ルカ福音はザアカイの話を記しています。先週に引き続き、徴税人が主役です。

教皇様は2016年10月30日のお告げの祈りで、この話を取り上げ、次のように述べておられます。

「人々はザアカイのことを、隣人のお金を使って金持ちになった悪党と見なしていました。もしイエスが『搾取者、裏切者、降りてきなさい。こちらに来て、話をつけよう』と言ったなら、人々は喝采したに違いありません」

しかしイエスの言葉と行いは、罪人を糾弾するものではありませんでした。「今日は、ぜひあなたの家に泊まりたい」というイエスの言葉は、罪人との積極的なかかわりを求め、周りの人を驚かせるに充分でした。そもそもザアカイ自身がその言葉に驚き、信じられなかったことだと思います。

教皇様はそのイエスの言葉と行いを、「神は過去の過ちにとらわれるのではなく、未来の善を見据えます。イエスはあきらめて心を閉ざすのではなく、つねに心を開き、新しい生活空間を絶えず切り開いてくださいます。・・・イエスは(ザアカイの)その傷ついた心を見て、そこに行かれます」と指摘されました。
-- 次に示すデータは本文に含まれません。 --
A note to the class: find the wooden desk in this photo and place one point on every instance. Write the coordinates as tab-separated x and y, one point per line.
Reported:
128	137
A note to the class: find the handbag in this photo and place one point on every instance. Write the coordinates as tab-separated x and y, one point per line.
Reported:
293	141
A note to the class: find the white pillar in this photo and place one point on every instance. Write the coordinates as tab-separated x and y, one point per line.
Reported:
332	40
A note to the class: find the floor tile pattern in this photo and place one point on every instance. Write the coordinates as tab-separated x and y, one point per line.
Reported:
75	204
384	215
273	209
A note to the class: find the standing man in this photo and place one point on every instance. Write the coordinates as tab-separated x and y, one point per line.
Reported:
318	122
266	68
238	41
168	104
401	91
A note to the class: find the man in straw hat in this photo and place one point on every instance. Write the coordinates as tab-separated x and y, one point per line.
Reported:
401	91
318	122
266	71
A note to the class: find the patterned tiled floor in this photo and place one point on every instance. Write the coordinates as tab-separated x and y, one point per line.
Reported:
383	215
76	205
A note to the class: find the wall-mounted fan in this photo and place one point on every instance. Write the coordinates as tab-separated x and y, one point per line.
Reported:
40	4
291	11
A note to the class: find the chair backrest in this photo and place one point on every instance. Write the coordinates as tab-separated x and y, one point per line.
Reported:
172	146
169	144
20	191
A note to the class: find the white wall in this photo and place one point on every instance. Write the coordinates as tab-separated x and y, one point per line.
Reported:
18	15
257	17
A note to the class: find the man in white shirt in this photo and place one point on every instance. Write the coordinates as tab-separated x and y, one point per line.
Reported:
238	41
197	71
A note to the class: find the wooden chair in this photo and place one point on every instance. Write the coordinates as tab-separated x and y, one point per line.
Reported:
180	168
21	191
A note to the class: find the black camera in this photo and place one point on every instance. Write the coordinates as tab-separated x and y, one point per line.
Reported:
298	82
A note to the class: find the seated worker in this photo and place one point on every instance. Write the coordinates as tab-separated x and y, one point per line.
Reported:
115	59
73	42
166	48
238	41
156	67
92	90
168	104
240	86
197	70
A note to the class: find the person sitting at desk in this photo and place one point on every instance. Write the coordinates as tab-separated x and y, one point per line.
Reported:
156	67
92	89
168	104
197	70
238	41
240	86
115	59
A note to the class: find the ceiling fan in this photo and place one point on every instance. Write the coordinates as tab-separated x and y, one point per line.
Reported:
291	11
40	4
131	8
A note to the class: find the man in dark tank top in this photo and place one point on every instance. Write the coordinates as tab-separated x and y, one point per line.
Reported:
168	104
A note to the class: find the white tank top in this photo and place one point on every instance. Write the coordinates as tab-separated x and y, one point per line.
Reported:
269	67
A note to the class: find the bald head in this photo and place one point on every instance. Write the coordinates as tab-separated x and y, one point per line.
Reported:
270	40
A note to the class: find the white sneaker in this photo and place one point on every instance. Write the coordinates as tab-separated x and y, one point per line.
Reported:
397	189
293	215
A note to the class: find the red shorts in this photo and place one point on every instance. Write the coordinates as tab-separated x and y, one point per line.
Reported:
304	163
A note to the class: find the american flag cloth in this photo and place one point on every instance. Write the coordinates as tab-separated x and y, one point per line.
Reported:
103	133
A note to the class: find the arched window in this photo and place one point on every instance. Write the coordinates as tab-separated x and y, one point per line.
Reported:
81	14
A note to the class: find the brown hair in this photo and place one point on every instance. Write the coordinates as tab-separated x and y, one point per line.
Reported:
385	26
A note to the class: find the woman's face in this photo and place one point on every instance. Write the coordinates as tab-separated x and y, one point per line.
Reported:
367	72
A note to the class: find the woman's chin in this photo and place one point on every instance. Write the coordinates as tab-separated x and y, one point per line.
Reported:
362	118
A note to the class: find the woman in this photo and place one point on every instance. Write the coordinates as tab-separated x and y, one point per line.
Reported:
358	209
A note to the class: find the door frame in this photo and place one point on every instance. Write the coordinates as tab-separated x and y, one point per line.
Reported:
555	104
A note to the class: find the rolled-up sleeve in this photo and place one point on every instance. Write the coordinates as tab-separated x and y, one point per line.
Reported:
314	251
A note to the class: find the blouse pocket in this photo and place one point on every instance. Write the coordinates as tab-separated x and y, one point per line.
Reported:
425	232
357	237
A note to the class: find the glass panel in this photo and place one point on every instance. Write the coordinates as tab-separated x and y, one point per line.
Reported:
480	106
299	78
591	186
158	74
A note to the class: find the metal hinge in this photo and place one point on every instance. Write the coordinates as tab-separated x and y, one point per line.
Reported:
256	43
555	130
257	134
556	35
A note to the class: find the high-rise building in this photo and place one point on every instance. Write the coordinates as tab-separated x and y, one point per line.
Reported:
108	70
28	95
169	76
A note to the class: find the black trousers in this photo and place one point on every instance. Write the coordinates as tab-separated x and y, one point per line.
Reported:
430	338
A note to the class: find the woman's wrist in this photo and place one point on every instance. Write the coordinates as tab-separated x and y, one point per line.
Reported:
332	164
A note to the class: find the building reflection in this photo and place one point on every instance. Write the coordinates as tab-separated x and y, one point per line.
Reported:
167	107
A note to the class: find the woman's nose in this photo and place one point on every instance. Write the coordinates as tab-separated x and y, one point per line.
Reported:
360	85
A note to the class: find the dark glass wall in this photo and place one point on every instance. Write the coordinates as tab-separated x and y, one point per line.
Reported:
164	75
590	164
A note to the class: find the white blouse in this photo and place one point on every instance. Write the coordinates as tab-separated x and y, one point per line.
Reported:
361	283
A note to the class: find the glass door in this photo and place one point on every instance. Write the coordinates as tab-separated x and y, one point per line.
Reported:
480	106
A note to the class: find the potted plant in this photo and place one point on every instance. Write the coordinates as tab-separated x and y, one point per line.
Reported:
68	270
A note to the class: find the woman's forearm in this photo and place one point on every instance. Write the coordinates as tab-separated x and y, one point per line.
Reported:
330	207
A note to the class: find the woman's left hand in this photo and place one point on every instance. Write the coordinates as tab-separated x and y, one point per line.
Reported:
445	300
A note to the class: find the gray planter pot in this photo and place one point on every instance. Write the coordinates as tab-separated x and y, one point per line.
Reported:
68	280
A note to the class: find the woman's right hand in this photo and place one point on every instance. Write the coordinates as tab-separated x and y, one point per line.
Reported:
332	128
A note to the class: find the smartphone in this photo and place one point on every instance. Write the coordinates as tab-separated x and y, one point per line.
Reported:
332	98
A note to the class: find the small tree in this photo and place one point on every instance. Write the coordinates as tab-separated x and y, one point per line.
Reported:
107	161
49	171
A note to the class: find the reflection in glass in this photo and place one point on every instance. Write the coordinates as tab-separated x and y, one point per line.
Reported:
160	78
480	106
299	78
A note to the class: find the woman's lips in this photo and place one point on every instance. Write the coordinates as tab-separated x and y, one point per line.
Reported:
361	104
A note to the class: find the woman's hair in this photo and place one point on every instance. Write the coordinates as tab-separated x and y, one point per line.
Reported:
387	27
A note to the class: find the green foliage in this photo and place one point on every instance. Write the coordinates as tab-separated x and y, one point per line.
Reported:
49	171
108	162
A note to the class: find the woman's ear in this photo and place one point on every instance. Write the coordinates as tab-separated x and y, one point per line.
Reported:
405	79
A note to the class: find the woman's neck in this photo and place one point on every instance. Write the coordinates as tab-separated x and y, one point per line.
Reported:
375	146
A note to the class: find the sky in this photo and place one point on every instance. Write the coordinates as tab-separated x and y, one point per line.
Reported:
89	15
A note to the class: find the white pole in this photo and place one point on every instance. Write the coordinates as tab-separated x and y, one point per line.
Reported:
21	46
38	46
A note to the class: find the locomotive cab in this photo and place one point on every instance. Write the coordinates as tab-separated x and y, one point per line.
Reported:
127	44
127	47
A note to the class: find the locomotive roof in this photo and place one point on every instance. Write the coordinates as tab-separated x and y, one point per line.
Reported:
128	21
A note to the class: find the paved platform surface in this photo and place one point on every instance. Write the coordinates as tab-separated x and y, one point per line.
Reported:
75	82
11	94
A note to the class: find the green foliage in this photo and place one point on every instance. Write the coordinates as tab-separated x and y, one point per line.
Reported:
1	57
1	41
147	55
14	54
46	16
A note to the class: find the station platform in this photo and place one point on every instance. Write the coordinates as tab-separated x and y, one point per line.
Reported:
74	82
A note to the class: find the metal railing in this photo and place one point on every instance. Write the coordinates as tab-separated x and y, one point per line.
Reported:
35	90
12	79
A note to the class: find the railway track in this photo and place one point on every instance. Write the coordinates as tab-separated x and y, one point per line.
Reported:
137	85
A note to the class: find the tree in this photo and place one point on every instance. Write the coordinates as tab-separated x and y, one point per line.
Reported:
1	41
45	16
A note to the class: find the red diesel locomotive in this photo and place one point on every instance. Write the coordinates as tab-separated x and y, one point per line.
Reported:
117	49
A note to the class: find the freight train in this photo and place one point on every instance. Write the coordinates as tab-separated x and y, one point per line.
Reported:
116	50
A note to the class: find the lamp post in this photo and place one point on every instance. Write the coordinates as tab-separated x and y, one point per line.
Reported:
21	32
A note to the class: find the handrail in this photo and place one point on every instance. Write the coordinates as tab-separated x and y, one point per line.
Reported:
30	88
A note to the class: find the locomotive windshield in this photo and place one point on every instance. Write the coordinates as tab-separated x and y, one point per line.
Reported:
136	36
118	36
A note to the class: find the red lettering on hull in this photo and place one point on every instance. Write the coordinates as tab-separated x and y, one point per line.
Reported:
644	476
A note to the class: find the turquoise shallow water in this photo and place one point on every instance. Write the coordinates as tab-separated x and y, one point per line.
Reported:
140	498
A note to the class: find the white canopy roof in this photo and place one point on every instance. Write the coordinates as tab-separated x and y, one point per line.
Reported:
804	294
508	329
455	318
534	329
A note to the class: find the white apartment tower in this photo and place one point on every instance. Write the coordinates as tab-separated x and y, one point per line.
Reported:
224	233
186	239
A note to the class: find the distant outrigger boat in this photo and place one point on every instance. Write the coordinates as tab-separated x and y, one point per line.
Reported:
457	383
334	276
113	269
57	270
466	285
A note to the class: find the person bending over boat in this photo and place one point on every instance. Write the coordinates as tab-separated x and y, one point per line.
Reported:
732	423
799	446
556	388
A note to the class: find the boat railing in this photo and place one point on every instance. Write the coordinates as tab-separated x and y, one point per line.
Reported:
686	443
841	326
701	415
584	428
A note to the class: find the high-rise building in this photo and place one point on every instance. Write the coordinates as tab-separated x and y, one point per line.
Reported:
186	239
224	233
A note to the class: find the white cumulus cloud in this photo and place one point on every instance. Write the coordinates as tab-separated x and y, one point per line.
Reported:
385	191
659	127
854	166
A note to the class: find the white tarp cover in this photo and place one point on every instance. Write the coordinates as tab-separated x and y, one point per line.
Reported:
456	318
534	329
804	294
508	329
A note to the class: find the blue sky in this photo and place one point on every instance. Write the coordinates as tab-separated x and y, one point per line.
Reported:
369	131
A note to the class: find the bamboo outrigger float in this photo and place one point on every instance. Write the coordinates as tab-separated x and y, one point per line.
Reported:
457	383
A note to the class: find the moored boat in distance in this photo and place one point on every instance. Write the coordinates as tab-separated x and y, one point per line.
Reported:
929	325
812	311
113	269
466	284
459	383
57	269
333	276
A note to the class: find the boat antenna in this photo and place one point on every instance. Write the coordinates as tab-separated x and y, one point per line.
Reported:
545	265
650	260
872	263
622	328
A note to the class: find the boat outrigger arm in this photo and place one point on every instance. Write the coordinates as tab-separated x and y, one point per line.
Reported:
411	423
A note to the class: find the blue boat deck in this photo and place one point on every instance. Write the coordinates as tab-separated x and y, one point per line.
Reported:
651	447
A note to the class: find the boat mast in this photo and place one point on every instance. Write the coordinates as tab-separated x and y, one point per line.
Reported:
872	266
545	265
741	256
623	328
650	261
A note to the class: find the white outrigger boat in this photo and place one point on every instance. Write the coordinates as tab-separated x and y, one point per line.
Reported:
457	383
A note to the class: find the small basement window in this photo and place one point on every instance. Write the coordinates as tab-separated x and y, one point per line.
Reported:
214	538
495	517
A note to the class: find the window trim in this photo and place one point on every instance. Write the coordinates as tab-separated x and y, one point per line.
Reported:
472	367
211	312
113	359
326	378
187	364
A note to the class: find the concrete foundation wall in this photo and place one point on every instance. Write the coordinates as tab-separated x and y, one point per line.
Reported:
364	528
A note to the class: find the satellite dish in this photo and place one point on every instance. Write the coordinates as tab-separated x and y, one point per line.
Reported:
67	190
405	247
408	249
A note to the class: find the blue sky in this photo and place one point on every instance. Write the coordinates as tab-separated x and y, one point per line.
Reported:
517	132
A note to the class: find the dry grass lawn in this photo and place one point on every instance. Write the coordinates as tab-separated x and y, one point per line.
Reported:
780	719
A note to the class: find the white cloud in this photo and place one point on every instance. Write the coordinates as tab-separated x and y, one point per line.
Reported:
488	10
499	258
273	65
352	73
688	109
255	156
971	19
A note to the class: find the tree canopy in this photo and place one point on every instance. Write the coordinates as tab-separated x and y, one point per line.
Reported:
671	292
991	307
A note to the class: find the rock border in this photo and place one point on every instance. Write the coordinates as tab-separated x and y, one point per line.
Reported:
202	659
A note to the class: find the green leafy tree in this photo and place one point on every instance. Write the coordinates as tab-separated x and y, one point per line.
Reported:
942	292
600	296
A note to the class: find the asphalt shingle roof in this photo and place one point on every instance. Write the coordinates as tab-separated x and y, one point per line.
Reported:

わたしたちは、簡単に他者を裁く存在です。あたかも自分により正義があるかのような勘違いをしながら、幾たび人を裁いてきたことでしょう。とりわけこの二年以上、感染症の暗闇の中で疑心暗鬼に捕らわれたわたしたちは、不安のあまり寛容さを失い、簡単に他者を裁いては自らの心の安定を取り戻そうとしています。他人を裁くときに、わたしたちの口からでる裁きの言葉は、わたしたちの心の反映です。裁く心に、果たして愛は宿っているでしょうか。そのようなとき、わたしたちはイエスがザアカイに取った態度、すなわち断罪という「過去の過ちに捕らわれるのではなく、未来の善を見据え」た行動を自分のものとしたいと思います。なんといっても、「自分の計る量りで計り返される」のだということを、わたしたちは心に留めておかなくてはなりません。

1987年に開催された福音宣教推進全国会議の答申を受けた司教団の回答である「ともに喜びをもって生きよう」には、「社会の中に存在する私たちの教会が、社会とともに歩み、人々と苦しみを分かち合っていく共同体となる」ための一つの道として、「裁く共同体ではなく、特に弱い立場におかれている人々を温かく受け入れる共同体に成長したい」と記されています。あれから35年が経過したいま、教会共同体はどう変化してきたでしょうか。

教皇様は同じ事を呼びかけるために、しばしば「連帯」という言葉を使われます。わたしたちの共同体には、連帯のうちに支え合う心があるでしょうか。それとも自分の立場を主張して、他者を裁き、排除する共同体でしょうか。

昨年2月10日の一般謁見で、祈りについて教えた教皇様は、こう述べています。

「祈りは、相手が過ちや罪を犯しても、その人を愛する助けとなります。どんな場合にも、人の行いより、その人自身の方がはるかに大切です。そしてイエスはこの世を裁くのではなく、救ってくださいました。・・・イエスはわたしたちを救うために来られました。心を開きましょう。人をゆるし、弁護し、理解しましょう。そうすれば、あなたもイエスのように人に近づき、あわれみ深く、優しくなることができます」。

いま、この社会にあっては、イエスのいつくしみのまなざしを具体化することが必要です。